The Caretaker
Liverpool Everyman Productions @ Her Majesty’s Theatre
8:00pm, Thu 22 Mar 2012
Wandering in to Her Majesty’s, I’m weary – sure, I’ve had a few decent nights of sleep now, and I’ve even been back at work a couple of days. But this is the last show of a bloody long year, and it marks the End of Something. As a result, it feels weighty to be walking into the theatre… significant.
But faced with writing about it? I’m struggling, to be honest. There’s a million-and-one actual reviews out there that analyse the production itself; there’s always Wikipedia for the plot summary (though this production squeezes the first two Acts together). So – as usual – I’ll stick with what I know: my reactions.
The set – the inside of a decrepit flat – is lush with decaying detail. As the three characters – the young and aggressive Mick, his older brother and more circumspect Aston, and the older tramp in Davies – struggle for the minuscule amount of power afforded through management of the flat, the tensions and tenuous truces between them are palpable. Pinter’s dialogue is, as many have suggested, superbly written, especially evident in the verbal battles between Davies (the manipulator) and Mick (who targets superiority through verbiage and threat of violence).

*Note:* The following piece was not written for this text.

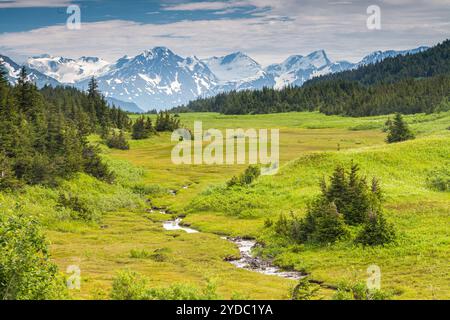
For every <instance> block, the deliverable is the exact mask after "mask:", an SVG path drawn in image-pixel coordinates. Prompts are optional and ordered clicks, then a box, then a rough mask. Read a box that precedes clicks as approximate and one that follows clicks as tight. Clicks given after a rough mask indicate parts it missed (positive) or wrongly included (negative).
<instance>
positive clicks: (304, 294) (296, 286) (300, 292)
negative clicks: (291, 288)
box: [291, 277, 320, 300]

The environment of The Caretaker is bleak – Aston’s brain-damaging past relegates him to be both focussed and sadly confused, and the struggles that the men engage in seem momentous, but remain utterly insignificant in the grand scheme of things. Davies’ moulding of the truth depending on the person to whom he’s speaking reeks of a shameful desperation; Aston’s soliloquy about his time in the asylum verges on hopelessly heartbreaking. But within this world lies little snippets of humour, both physical (the bag-passing tomfoolery early on) or buried within the script: the bucket hanging from the roof is a gorgeous touch, and Davies’ rant about sleeping in bed next to a gas stove (that’s not connected) is sublime. The use of repetition – and occasional hist of racism – in some of the dialogue takes some getting used to, though.
Jonathan Pryce was the big drawcard here: his mannerisms are divine, and there is no doubting that he is Davies when he’s on that stage. There’s something so wonderfully engaging with his performance that even the smallest of details – Davies absent-mindedly checking the pockets of any item of clothing he puts on – seems both important and yet utterly natural. Alan Cox’s portrayal of Aston is well-measured – the electro-shock therapy of his past has dulled the edges, and Cox plays the part with a glassy-eyed contemplation. Alex Hassell’s square-jawed Mick, on the other hand, has a suitable menace that is oddly contrasted by his quirky over-explanation: “You look like my father’s brother…”
It would be a brave person to say anything negative about the quality of The Caretaker: it really was a wonderful piece of theatre. A technical masterclass on all fronts – Christopher Morahan’s direction doesn’t put a foot wrong, and Eileen Diss’ set design is superb – that builds upon a wonderfully balanced play that manages to conjure emotions from all points of the compass… it really was an immensely satisfying production.